Revealing Sequences of Metallic Degradation and Rupture Across Material Complexities and Thermomechanical Conditions: A Characterization of Coated and Uncoated Multi-Phase Zirconium Alloys and Single-Phase Commercial Purity Aluminum

Burden, Diana, Mechanical and Aerospace Engineering - School of Engineering and Applied Science, University of Virginia
Burden, Diana, University of Virginia

Metallic degradation is a fundamental challenge in the lifecycle of a material or component. The performance of a component is critically intertwined with its mechanism of failure. This dissertation focuses on sequences of metallic degradation occurring through rupture, fracture, or oxidation.

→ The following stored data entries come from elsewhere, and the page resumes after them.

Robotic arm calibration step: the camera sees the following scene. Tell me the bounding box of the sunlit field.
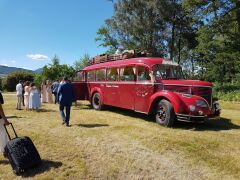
[0,93,240,180]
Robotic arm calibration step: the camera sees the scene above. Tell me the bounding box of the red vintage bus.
[73,57,220,127]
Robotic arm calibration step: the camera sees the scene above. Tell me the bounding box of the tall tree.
[183,0,240,82]
[73,53,90,71]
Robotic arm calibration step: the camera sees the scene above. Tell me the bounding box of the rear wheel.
[92,93,102,110]
[155,99,176,127]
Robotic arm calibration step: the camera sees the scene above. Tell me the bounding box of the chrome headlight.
[196,100,208,108]
[189,105,196,112]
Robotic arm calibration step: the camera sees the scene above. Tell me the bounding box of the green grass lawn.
[0,93,240,179]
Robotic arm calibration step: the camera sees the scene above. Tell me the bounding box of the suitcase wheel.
[13,167,24,175]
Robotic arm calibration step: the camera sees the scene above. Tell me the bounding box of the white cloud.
[27,54,49,61]
[0,64,8,66]
[21,66,33,71]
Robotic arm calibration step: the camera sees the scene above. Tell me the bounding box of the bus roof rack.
[89,50,149,65]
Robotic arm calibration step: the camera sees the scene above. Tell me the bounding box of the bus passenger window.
[138,66,151,81]
[87,71,95,81]
[74,71,85,82]
[96,69,106,81]
[107,68,118,81]
[120,66,135,81]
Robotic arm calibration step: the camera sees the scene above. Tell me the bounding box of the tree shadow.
[76,124,109,128]
[21,160,62,177]
[6,115,23,119]
[0,160,9,165]
[174,118,240,131]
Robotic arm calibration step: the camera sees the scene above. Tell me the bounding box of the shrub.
[213,83,240,101]
[4,72,34,91]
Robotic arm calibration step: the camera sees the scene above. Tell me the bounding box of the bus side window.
[87,71,95,81]
[107,68,118,81]
[137,66,151,81]
[96,69,106,81]
[120,66,135,81]
[74,71,85,82]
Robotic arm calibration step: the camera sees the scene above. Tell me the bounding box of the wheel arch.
[90,87,103,104]
[148,91,185,114]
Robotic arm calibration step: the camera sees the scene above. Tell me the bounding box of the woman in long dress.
[46,80,53,104]
[0,93,9,156]
[41,81,47,103]
[29,83,41,111]
[24,81,30,110]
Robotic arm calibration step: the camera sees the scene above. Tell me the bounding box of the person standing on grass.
[46,80,53,104]
[51,81,59,104]
[22,81,26,106]
[0,92,9,157]
[16,80,23,110]
[29,83,41,111]
[24,81,30,110]
[57,77,74,126]
[41,80,47,103]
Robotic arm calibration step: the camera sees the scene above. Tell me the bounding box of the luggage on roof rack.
[89,50,147,65]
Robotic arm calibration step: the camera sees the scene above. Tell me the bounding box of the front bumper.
[176,114,220,123]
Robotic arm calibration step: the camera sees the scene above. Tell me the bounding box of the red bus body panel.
[74,58,218,120]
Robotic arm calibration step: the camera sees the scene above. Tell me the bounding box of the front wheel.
[155,99,176,127]
[92,93,102,110]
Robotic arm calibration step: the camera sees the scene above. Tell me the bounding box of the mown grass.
[0,94,240,179]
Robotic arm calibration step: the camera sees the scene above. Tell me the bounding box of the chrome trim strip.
[86,81,212,88]
[176,113,206,118]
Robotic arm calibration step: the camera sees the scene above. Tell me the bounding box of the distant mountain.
[0,65,42,76]
[34,68,42,74]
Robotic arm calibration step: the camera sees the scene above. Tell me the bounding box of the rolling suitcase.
[4,123,41,175]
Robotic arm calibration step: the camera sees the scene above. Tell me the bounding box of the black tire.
[92,93,103,110]
[155,99,176,127]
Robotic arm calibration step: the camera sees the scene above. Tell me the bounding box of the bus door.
[134,66,154,112]
[119,66,136,110]
[72,71,89,100]
[103,68,120,107]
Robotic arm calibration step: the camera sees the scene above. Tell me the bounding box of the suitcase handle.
[4,123,18,140]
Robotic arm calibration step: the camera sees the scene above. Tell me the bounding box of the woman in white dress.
[0,93,9,156]
[29,83,41,111]
[46,80,53,104]
[24,81,30,110]
[41,81,47,103]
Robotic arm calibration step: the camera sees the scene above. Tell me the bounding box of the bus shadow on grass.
[21,160,62,178]
[175,118,240,131]
[103,107,240,131]
[76,124,109,128]
[104,106,154,122]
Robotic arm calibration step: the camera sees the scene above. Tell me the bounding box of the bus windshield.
[153,64,184,81]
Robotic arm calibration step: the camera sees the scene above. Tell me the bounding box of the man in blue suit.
[57,77,74,126]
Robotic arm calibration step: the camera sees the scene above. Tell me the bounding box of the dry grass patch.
[0,93,240,179]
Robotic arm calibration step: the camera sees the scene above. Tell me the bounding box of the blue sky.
[0,0,113,70]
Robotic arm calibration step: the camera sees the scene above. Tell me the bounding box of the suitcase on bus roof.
[4,123,42,175]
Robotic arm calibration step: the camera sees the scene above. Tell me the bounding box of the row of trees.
[96,0,240,83]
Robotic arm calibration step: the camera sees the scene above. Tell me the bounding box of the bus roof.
[83,57,178,71]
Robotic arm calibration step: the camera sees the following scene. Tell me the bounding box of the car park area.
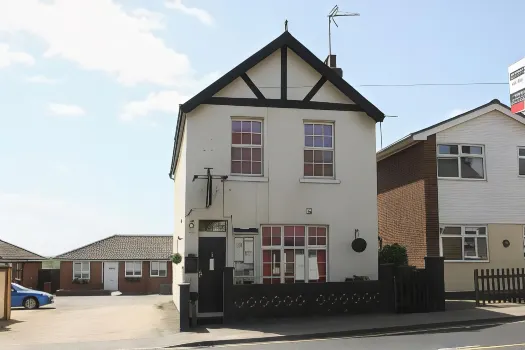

The first sequence is unveiled for the onset of coating fracture and the redistribution of load in a compliant, curved substrate due to external loading. A close-form, analytical solution is provided to determine load to crack initiation based on geometry, material stiffness, and loading condition. Multiple length-scales of 3D finite element (FE) models are provided to determine crack behavior on a curved Cr-Zr-alloy material. The models are validated against experimental results. The experimental set-up employs 2D digital image correlation on small scale scanning electron microscopy (SEM) imaging. The FE model and experimental results both show spontaneous and instantaneous through-thickness coating cracks at the elastic limit leading to areas of highly localized strain in the substrate under the widening cracks. Understanding this sequence of fracture is valuable for predicting the change in strain concentration when a coating is added to a component.

Through a series of quenched thermal treatments, the material and mechanical impact of a barrier coating on a thin-tubed, multi-phase metallic component is determined. The material changes are evaluated through characterization techniques such as energy dispersive spectroscopy (EDS), X-ray diffraction (XRD), and optical analysis. The mechanical impacts are directly measured and calculated through tube splitting tests and geometric changes. It is found that during the uncoated metal high-temperature oxidation, the metal undergoes spinodal decomposition to form a ferrous oxide while the single-sided coating prevents ferrous oxide formation. The coating also influences crystallographic reorientation at lower prior to oxidation. Thin oxide cracks in on the sample surfaces are useful for visualizing and understanding the stress states the underlying metallic sample is experiencing. Regarding the thermo-mechanical impact of the coating, the coated sample experiences axial tensile stress on the internal surface and axial compression on the external surface. These stresses create a smooth stress state through the component. The uncoated sample experiences radial tension on the internal surface and biaxial tension on the external surface. These stresses create a complex stress state through the thickness of the sample and lead to warping and geometric changes.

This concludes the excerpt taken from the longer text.